Photo by me'nthedogs
An interesting post from Time Magazine’s blog The Curious Capitalist gives a few observations of how they think life will play out after the bubble:
“By the time we’re done here this is going to be equivalent to the big recessions of the past,” says Harris. “Similar to the recessions of 1974 and 1982.” That’s a lot better than a rerun of the Great Depression. But it still means big-time job losses, and lots of painful retrenchment for consumers and business.
This is not, yet, a unanimously held opinion. There is even still some debate over whether this even is a recession. But I’m thinking that’s going to fade away soon. “All my cousins already know we’re in a recession,” says Bob Barbera, chief economist at ITG and, coincidentally, a former Lehman chief economist. “You need a Ph.D in economics to have a debate about it.” Barbera thinks that, “in the fullness of time,” it will be apparent that the recession began in autumn 2007.

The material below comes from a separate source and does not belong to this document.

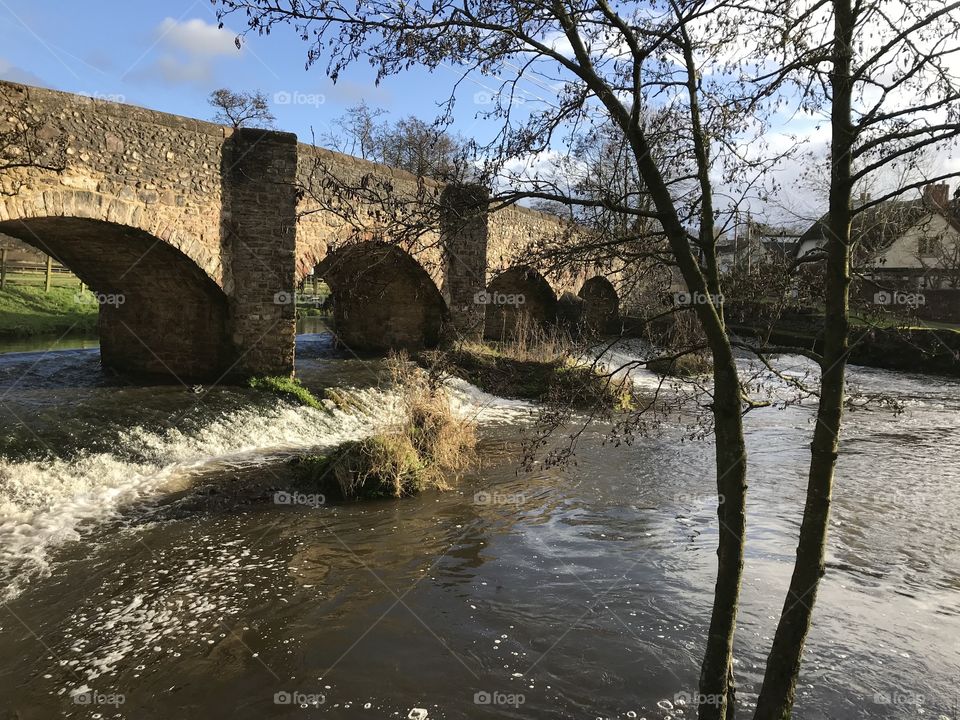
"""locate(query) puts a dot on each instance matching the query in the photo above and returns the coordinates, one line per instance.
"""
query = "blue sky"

Barbera also believes this recession will end early next year, which is a nice thought. But what comes afterward probably won’t feel so great either. “I’d be very surprised to see a strong recovery in the economy,” says Harris. “The consumer was being spurred along by two big booms, housing and the stock market, and this expansion of debt.” No more. “You’ve got a much more conservative consumer in the next decade,” he says.
This is what the aftermath of an epic credit bubble looks like. For the financial sector, never very good at retrenching in an orderly fashion, it’s a time fraught with risk of collapse. But even if collapse is averted, the bubble still has to deflate. And it is deflating: Household debt, which grew at double-digit rates from 2002 through 2006, rose at just a 1.4% pace in the second quarter, according to data released Thursday by the Federal Reserve. This is, for the long-run financial health of Americans, a good thing. It just means there won’t be much economic fun anytime soon.
I think they are correct that the attitudes of consumers will change. People will not buy as much now that the job market is depressed, the credit industry is in danger, the stock market is down, and the housing sector is troubled. Truthfully, attitudes will change because consumers have no more places to pull out cash and use as an ATM. Good luck trying to get a lender to give you an unending supply of credit, they’re all working hard themselves to hoard cash so they won’t go under. At the same time if your house isn’t worth as much as before, you can’t expect to refinance it and get a wad of cash. The stock market will take a few years to recover so there’s no money there either. With all their previous lines of credit cut off, the consumer has nothing to do but to sit idly on their hands until things get turned around.
I believe this is the silver lining to the recent chaos: the American consumer is being forced to learn fiscal responsibility. It is definitely a good thing that the rate of household debt is deflating, falling from double-digit growth to a measly 1.4%. There was no way consumers could have kept up that growth when their real wages were not growing as fast without declaring bankruptcy. I think this was the rude awakening that was needed to prevent economic collapse of the average American household. And it couldn’t have come any sooner.